While I was a bit leery to get in the pool to begin with, in the end this was one of the highlights of our visit to Caviar de Neuvic. I’d have regretted not doing it later and now it serves as a funny memory.
By this point we’d worked up an appetite and were more than ready for a caviar tasting. The visit to the farm ends back in the boutique with a tasting of the sturgeon rillettes, caviar butter and the caviar itself. It’s paired with a glass of bubbly and your guide provides instruction on how to properly taste caviar.
Caviar is expensive and it should be savored. You take small amounts on either a mother of pearl spoon or on the back of your hand. Never use a metal spoon as the caviar absorbs the metal flavors.
It’s very rich and meant to be tasted in small amounts. First bring the caviar to your nose to inhale the aromas, much like when you taste wine. Then take a small amount in your mouth. You never chew it, instead using your tongue to roll it around your mouth a bit in order to take in the texture and flavors. After, you can take a sip of champagne to cleanse the palette before taking the next bite.
There’s also a boutique where you can purchase the products that you’ve enjoyed. The unopened caviar has a good shelf life and as long as you can keep it cold, you can transport it home. Caviar de Neuvic has special cold bags that help keep your caviar cold for hours. The jars of rillettes don’t need to be refrigerated until after opened, and make an excellent foodie souvenir to bring home from your trip or gift to family and friends back home.
The Caviar de Neuvic Boutique in Bordeaux
The visit to the Domaine de Neuvic is absolutely worth a spot on your Bordeaux itinerary if you’ve ever been curious about how caviar is farmed or even if you’re a gourmand. But if you just don’t have the time to visit the farm, you can still taste the delicious products of Caviar de Neuvic right here in Bordeaux.
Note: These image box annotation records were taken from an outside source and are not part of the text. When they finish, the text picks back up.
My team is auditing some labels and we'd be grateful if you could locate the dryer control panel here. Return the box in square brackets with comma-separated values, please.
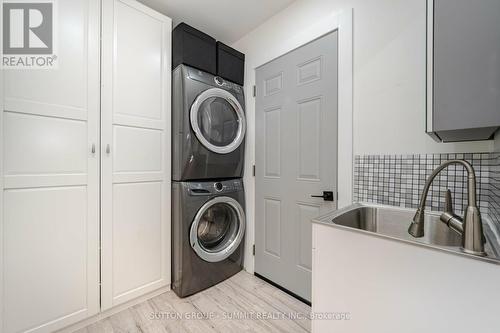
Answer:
[186, 66, 243, 94]
[188, 179, 243, 196]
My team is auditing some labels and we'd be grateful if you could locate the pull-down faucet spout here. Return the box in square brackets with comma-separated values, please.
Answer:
[408, 160, 485, 256]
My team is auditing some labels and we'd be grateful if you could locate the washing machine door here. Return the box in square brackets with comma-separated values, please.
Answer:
[190, 197, 245, 262]
[190, 88, 246, 154]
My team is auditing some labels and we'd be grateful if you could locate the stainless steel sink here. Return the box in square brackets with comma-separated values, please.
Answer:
[332, 205, 462, 247]
[314, 203, 500, 263]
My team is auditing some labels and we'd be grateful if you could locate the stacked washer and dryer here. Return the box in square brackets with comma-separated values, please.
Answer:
[172, 23, 246, 297]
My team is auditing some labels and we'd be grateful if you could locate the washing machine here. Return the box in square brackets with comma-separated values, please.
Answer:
[172, 65, 246, 181]
[172, 179, 245, 297]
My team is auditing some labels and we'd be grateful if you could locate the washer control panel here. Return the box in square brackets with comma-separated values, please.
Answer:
[187, 179, 243, 195]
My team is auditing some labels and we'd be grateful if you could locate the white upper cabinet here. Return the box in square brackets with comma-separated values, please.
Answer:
[0, 0, 100, 333]
[101, 0, 172, 309]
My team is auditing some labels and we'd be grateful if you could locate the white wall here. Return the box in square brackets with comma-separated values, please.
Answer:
[232, 0, 500, 272]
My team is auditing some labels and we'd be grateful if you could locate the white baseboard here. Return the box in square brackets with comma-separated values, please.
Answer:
[56, 285, 170, 333]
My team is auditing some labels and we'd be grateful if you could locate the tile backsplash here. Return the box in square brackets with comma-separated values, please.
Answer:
[353, 153, 490, 215]
[489, 153, 500, 225]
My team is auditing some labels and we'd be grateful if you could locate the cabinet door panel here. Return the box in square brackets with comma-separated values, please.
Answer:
[101, 0, 171, 309]
[0, 0, 100, 333]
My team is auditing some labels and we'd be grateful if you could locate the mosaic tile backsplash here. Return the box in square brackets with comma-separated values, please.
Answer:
[354, 153, 490, 215]
[489, 153, 500, 225]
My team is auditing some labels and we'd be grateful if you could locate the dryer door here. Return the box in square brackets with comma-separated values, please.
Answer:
[190, 88, 246, 154]
[190, 197, 245, 262]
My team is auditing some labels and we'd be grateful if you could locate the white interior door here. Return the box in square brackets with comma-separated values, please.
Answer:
[101, 0, 171, 309]
[255, 32, 338, 300]
[0, 0, 100, 333]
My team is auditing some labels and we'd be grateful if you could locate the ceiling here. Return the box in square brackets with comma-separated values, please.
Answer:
[139, 0, 295, 44]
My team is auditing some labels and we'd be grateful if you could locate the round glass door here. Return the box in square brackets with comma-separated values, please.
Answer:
[190, 197, 245, 262]
[190, 88, 246, 154]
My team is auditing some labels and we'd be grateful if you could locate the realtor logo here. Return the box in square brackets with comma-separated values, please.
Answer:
[2, 0, 57, 69]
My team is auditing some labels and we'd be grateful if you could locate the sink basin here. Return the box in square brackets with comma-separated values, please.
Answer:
[332, 205, 462, 247]
[312, 203, 500, 333]
[315, 203, 500, 263]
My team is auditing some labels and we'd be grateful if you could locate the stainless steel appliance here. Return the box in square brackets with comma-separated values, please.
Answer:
[172, 179, 245, 297]
[172, 65, 246, 181]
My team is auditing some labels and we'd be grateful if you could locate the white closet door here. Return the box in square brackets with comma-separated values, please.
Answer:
[101, 0, 171, 309]
[0, 0, 100, 333]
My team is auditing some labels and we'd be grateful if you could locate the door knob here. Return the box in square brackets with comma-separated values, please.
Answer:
[311, 191, 333, 201]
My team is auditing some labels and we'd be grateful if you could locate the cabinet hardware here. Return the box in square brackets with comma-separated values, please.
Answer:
[311, 191, 333, 201]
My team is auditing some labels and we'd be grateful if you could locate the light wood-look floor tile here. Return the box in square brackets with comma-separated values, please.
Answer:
[77, 272, 311, 333]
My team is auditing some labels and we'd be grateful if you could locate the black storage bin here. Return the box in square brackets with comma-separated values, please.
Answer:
[172, 23, 217, 75]
[217, 42, 245, 85]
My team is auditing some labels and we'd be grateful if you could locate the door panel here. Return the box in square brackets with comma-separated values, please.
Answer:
[101, 0, 171, 310]
[0, 0, 100, 333]
[112, 182, 164, 298]
[255, 32, 337, 300]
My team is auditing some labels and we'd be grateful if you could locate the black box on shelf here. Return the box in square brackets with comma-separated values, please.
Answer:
[172, 23, 217, 75]
[217, 42, 245, 85]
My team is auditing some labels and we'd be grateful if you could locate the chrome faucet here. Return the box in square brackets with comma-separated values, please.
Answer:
[408, 160, 486, 256]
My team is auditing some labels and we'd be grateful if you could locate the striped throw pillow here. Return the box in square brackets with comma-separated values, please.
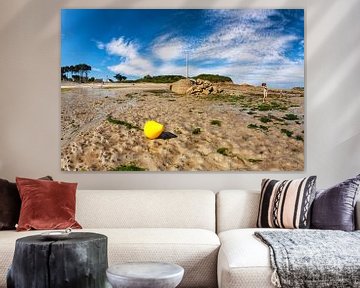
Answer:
[257, 176, 316, 229]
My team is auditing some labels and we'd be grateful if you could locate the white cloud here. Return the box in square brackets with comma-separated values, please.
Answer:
[97, 9, 304, 85]
[152, 35, 186, 61]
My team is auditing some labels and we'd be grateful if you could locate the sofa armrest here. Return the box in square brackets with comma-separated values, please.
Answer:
[355, 199, 360, 230]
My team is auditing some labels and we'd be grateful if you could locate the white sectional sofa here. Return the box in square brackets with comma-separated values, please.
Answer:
[0, 190, 220, 288]
[0, 190, 360, 288]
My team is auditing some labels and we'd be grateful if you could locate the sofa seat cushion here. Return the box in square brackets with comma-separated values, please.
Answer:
[0, 228, 220, 288]
[217, 228, 279, 288]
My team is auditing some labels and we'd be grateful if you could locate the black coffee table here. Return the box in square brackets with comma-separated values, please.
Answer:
[7, 231, 108, 288]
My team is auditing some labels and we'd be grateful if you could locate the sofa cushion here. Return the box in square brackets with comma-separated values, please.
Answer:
[217, 228, 274, 288]
[76, 190, 215, 231]
[16, 177, 81, 231]
[311, 175, 360, 231]
[0, 228, 220, 288]
[257, 176, 316, 229]
[216, 190, 260, 233]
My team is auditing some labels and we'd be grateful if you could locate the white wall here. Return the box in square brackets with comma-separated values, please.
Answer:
[0, 0, 360, 190]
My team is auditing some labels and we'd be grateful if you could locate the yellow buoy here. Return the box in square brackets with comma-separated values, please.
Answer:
[144, 120, 164, 139]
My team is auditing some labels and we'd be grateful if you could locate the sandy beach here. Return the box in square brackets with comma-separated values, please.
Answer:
[61, 83, 304, 171]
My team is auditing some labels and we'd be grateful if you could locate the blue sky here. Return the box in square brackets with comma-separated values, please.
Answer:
[61, 9, 304, 88]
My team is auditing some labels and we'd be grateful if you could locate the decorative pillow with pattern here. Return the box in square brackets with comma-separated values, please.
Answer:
[257, 176, 316, 229]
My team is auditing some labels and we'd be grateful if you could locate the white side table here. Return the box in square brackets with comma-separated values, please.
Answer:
[106, 262, 184, 288]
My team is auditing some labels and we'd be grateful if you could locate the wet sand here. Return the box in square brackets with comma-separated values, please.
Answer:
[61, 83, 304, 171]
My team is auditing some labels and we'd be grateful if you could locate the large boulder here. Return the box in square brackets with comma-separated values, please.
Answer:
[170, 79, 193, 94]
[170, 79, 223, 95]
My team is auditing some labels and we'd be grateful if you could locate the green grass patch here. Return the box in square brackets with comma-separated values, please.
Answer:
[259, 125, 269, 131]
[192, 128, 201, 135]
[247, 123, 269, 131]
[210, 120, 221, 127]
[111, 164, 145, 171]
[106, 115, 142, 130]
[281, 129, 293, 137]
[257, 101, 288, 111]
[216, 147, 230, 156]
[283, 114, 299, 120]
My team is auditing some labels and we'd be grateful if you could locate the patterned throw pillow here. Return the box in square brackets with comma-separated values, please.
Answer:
[257, 176, 316, 229]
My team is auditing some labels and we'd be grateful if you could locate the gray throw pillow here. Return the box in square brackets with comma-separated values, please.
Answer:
[311, 174, 360, 231]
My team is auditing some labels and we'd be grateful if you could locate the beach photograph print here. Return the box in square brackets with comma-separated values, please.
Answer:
[59, 9, 305, 172]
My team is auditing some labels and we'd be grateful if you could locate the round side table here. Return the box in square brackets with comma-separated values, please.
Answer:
[7, 231, 108, 288]
[106, 262, 184, 288]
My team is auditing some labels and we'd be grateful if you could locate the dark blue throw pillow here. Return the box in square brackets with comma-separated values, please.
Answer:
[311, 174, 360, 231]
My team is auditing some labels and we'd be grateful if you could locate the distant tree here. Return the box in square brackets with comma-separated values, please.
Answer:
[114, 73, 127, 82]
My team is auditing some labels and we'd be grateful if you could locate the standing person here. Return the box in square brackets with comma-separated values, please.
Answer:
[261, 83, 267, 102]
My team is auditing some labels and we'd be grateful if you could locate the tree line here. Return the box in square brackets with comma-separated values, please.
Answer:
[61, 63, 95, 83]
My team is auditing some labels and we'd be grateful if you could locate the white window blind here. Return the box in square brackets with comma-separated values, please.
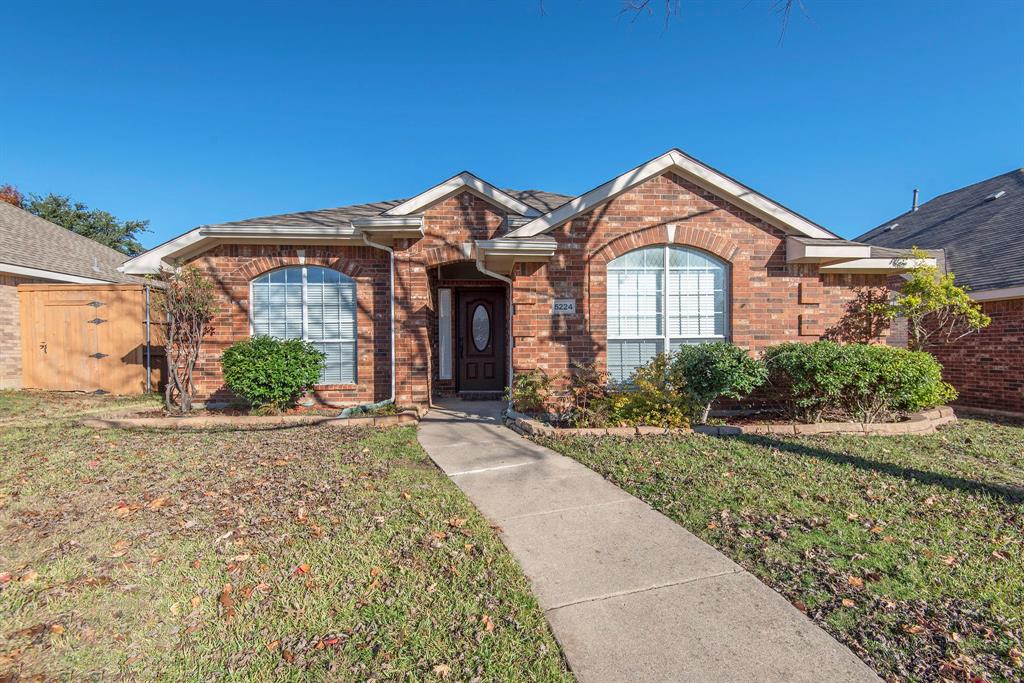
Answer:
[251, 266, 356, 384]
[607, 247, 728, 384]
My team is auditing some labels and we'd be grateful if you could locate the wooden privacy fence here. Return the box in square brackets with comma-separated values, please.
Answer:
[17, 285, 164, 394]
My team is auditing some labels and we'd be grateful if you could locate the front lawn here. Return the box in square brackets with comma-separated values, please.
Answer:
[0, 392, 571, 681]
[542, 420, 1024, 681]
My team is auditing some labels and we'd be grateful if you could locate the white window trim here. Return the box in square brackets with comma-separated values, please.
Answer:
[604, 244, 732, 385]
[248, 263, 359, 387]
[437, 288, 452, 380]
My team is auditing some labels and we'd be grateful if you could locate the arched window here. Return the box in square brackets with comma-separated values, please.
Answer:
[607, 247, 729, 383]
[251, 266, 356, 384]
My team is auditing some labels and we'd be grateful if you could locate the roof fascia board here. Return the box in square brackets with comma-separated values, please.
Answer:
[968, 285, 1024, 301]
[508, 150, 839, 240]
[381, 171, 541, 217]
[0, 263, 111, 285]
[819, 258, 936, 273]
[785, 237, 871, 263]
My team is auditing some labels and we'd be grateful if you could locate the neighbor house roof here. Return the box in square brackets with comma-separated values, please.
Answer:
[857, 169, 1024, 298]
[0, 202, 142, 284]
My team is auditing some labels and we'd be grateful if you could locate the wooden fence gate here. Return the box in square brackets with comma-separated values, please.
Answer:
[17, 285, 163, 394]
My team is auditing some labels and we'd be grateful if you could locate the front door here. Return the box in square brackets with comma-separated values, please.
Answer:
[456, 290, 506, 391]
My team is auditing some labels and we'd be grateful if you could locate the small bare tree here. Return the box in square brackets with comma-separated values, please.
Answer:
[163, 266, 217, 414]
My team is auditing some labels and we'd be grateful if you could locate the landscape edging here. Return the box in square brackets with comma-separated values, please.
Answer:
[81, 411, 420, 429]
[505, 405, 956, 437]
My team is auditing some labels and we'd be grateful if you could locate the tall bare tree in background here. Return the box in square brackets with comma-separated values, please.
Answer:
[162, 266, 217, 414]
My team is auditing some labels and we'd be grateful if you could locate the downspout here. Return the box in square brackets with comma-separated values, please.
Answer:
[476, 247, 515, 387]
[142, 283, 153, 393]
[361, 232, 397, 403]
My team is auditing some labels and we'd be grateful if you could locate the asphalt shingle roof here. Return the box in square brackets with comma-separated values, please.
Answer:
[857, 169, 1024, 292]
[0, 202, 142, 284]
[204, 189, 572, 227]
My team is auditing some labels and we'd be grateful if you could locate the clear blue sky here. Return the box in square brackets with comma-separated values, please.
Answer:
[0, 0, 1024, 246]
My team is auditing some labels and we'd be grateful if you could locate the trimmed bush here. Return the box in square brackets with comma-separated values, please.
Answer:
[763, 341, 956, 422]
[670, 342, 768, 423]
[220, 335, 324, 411]
[505, 370, 551, 413]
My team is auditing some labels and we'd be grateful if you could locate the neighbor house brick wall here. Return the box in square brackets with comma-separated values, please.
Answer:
[184, 245, 390, 404]
[513, 173, 885, 385]
[928, 298, 1024, 413]
[0, 272, 46, 389]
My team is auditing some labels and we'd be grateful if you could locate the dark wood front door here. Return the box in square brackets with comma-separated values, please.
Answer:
[456, 290, 506, 391]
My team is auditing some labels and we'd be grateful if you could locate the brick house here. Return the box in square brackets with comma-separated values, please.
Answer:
[857, 169, 1024, 415]
[123, 150, 929, 405]
[0, 202, 142, 389]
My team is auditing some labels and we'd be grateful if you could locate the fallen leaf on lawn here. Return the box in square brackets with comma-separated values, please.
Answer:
[217, 584, 234, 618]
[145, 496, 167, 510]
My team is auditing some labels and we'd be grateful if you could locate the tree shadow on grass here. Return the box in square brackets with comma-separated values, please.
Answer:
[724, 434, 1024, 504]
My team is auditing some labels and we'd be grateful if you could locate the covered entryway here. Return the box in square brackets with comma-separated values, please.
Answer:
[456, 289, 508, 393]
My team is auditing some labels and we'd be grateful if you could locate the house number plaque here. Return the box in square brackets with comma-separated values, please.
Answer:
[551, 299, 575, 315]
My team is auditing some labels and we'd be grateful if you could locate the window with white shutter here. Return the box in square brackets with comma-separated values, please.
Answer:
[250, 266, 356, 384]
[607, 246, 729, 384]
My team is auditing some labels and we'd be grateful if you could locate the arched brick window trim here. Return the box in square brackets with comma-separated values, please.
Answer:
[586, 222, 742, 376]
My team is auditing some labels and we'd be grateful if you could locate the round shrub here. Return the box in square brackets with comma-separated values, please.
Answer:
[221, 335, 324, 410]
[764, 341, 956, 422]
[670, 342, 768, 422]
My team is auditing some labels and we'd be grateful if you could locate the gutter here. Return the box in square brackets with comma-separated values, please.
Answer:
[476, 252, 515, 387]
[361, 232, 396, 403]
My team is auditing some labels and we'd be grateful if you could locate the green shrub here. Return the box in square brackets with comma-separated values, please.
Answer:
[764, 341, 956, 422]
[221, 335, 324, 410]
[608, 353, 693, 427]
[670, 342, 768, 422]
[505, 370, 551, 413]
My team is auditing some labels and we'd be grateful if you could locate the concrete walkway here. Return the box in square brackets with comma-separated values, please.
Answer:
[419, 401, 879, 683]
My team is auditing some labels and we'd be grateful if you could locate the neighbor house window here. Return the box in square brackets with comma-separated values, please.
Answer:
[251, 266, 355, 384]
[607, 247, 729, 383]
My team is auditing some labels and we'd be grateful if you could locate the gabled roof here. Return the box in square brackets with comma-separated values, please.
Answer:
[384, 171, 541, 216]
[0, 202, 142, 284]
[857, 169, 1024, 292]
[508, 150, 836, 239]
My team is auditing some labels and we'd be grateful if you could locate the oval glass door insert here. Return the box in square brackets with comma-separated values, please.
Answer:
[473, 303, 490, 351]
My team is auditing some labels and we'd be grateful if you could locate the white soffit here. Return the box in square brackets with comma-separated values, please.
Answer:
[785, 237, 871, 263]
[819, 258, 935, 273]
[968, 285, 1024, 301]
[381, 171, 541, 217]
[507, 150, 838, 239]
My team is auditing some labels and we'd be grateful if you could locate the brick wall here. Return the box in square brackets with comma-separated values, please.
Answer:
[184, 245, 390, 404]
[928, 299, 1024, 413]
[0, 272, 45, 389]
[194, 174, 885, 405]
[513, 173, 885, 387]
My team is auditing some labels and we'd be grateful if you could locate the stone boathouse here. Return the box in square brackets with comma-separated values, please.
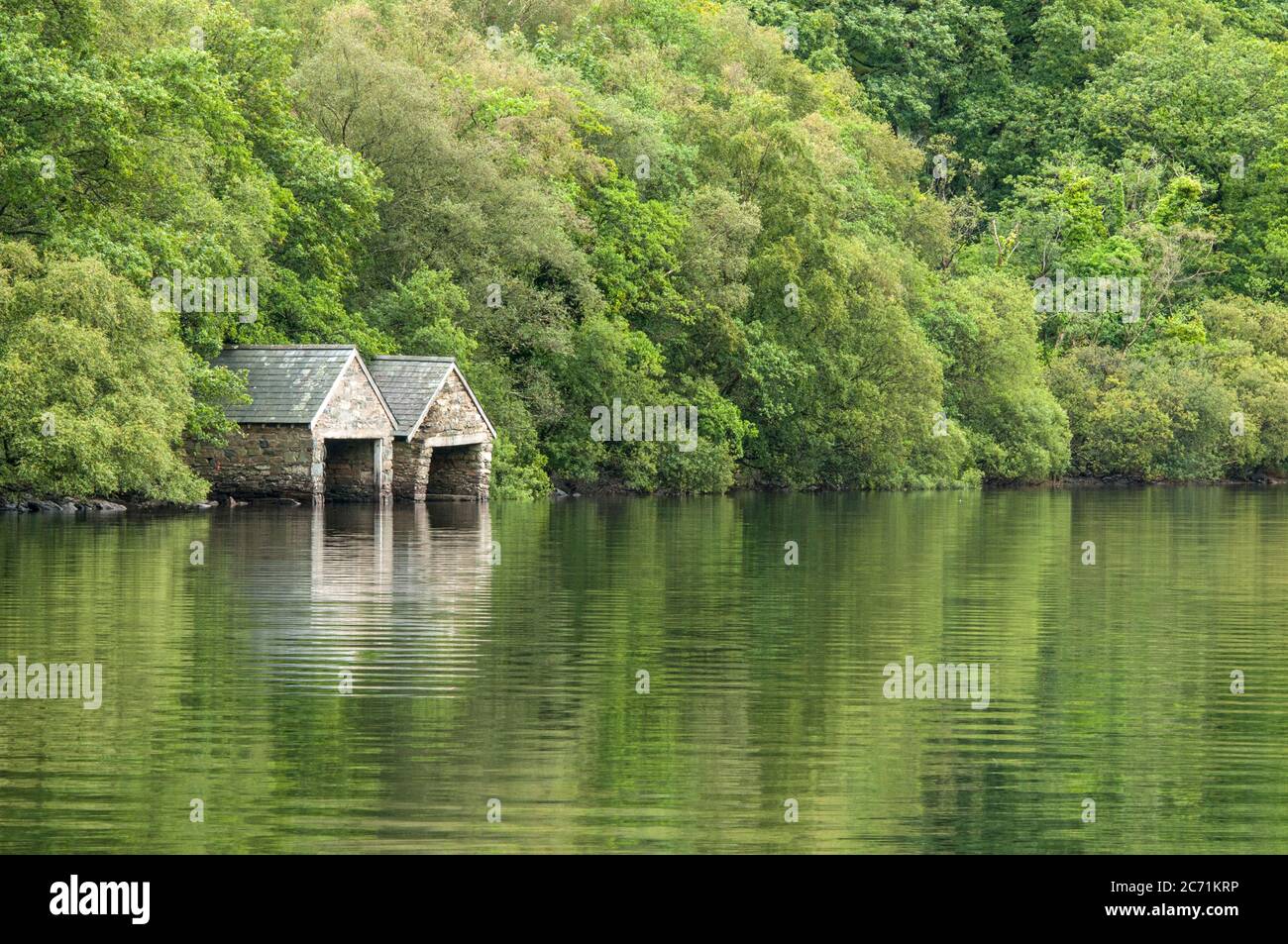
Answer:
[371, 355, 496, 501]
[189, 344, 496, 501]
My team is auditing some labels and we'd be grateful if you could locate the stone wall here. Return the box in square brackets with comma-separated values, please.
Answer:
[425, 443, 492, 501]
[325, 439, 376, 501]
[188, 424, 313, 501]
[188, 361, 394, 501]
[313, 360, 394, 501]
[393, 433, 434, 501]
[416, 370, 490, 437]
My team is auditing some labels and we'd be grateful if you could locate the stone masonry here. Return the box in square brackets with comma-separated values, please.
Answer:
[393, 432, 434, 501]
[312, 358, 394, 501]
[188, 424, 314, 501]
[425, 443, 492, 501]
[188, 345, 496, 502]
[417, 370, 488, 439]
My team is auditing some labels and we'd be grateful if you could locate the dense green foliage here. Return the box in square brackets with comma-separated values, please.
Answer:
[0, 0, 1288, 497]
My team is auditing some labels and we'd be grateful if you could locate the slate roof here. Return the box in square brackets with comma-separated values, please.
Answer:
[369, 355, 496, 437]
[211, 344, 355, 424]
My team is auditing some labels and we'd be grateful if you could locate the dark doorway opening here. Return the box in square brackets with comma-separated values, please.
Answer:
[323, 439, 380, 501]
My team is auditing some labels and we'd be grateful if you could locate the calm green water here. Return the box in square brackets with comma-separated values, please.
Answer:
[0, 488, 1288, 853]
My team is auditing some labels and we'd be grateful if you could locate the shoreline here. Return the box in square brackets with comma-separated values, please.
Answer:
[0, 475, 1288, 515]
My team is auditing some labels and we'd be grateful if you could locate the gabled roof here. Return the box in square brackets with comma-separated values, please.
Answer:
[210, 344, 396, 426]
[371, 355, 496, 439]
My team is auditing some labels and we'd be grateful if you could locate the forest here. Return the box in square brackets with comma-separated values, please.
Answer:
[0, 0, 1288, 501]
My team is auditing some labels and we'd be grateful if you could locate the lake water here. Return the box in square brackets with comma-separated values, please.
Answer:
[0, 486, 1288, 853]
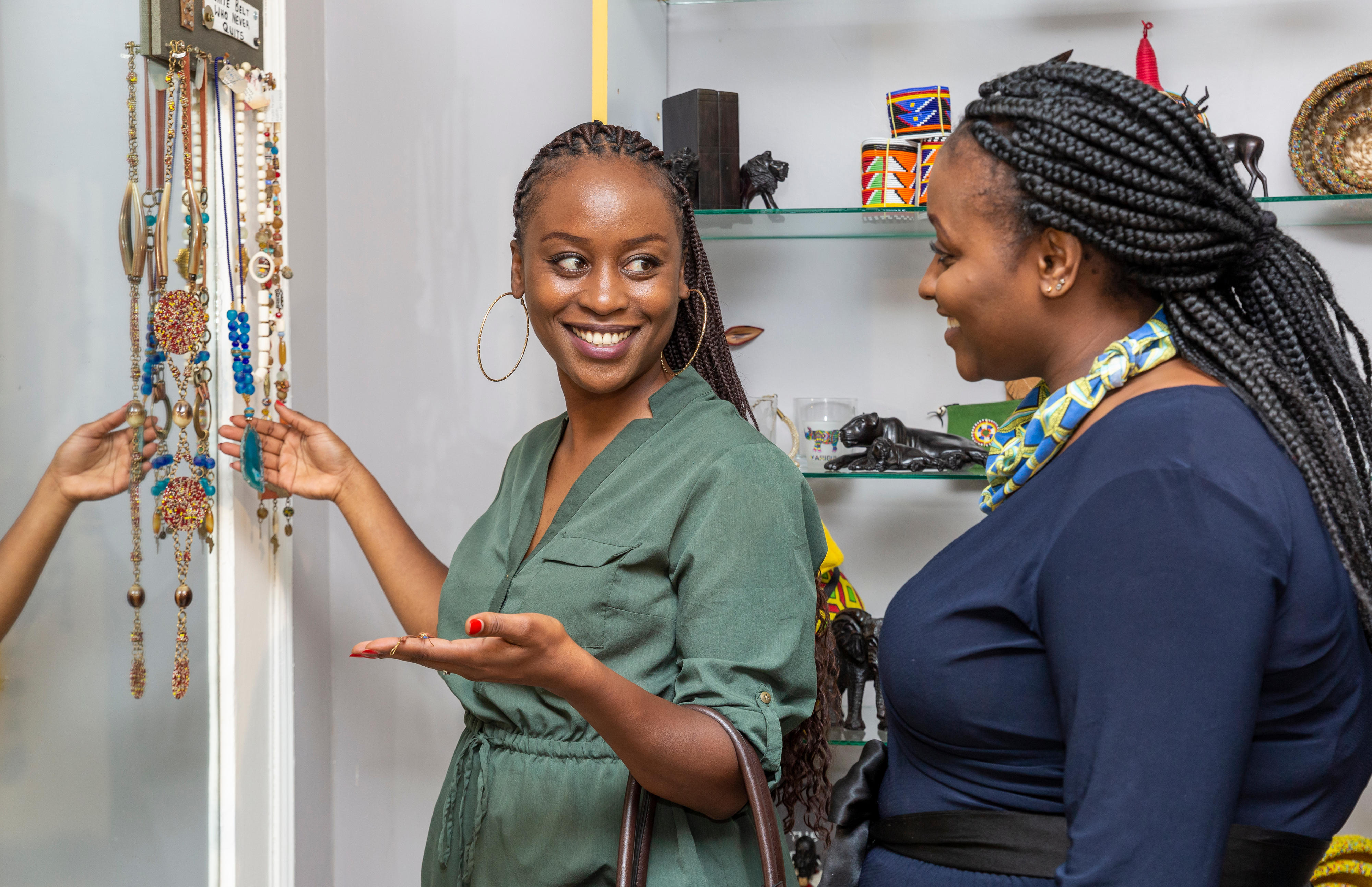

Inaugurated since December 2019, the Caviar de Neuvic – Comptoir Bordeaux is located right in the heart of Bordeaux in the covered Passage Sarget. It’s the first shop located outside of Paris and here you’ll find the flagship products: Caviar Baeri and Caviar Osciètre. In addition, you can purchase the caviar butters, sturgeon rillettes, smoked sturgeon, fleur del sel and even vodka and the wines of partner Château Fourcas Hosten.
Upstairs a small restaurant offers tastings, tapas and small refined plates. Enjoy a bit of caviar or sturgeon with the excellent wines of Château Fourcas Hosten in a beautiful space right in Bordeaux’s Golden Triangle.
On the menu is a formula with either a starter and main course or main course and dessert, which is well-priced at under €30. The selection of main courses are all created to compliment caviar and generously topped with a dollop of 20g of their signature Baeri caviar.
We can recommend starting with the quartet of sturgeon rillettes on roasts and caviar butter on bellinis. The spaghetti with a lemon cream sauce and parmesan or the croque monsieur on a black vegetable bread made locally in Bordeaux are elevated from simple fare to decadent when topped with the dollop of Baeri caviar.
Finish off a savory meal with something sweet like the classic chocolate mousse or Comptoir Caviar de Neuvic’s dessert of the day.
Caviar de Neuvic – Comptoir Bordeaux, 14 Passage Sarget.
Know Before You Go
It is possible to reach Domaine Caviar de Neuvic by publication transportation. There is the Gare Neuvic Dordogne train station located in Neuvic, and several trains run from Bordeaux to Neuvic Dordogne daily in just 1 hour 10 minutes. It is then about a 15-minute walk to the farm, which is located just over 1 kilometer from the train station.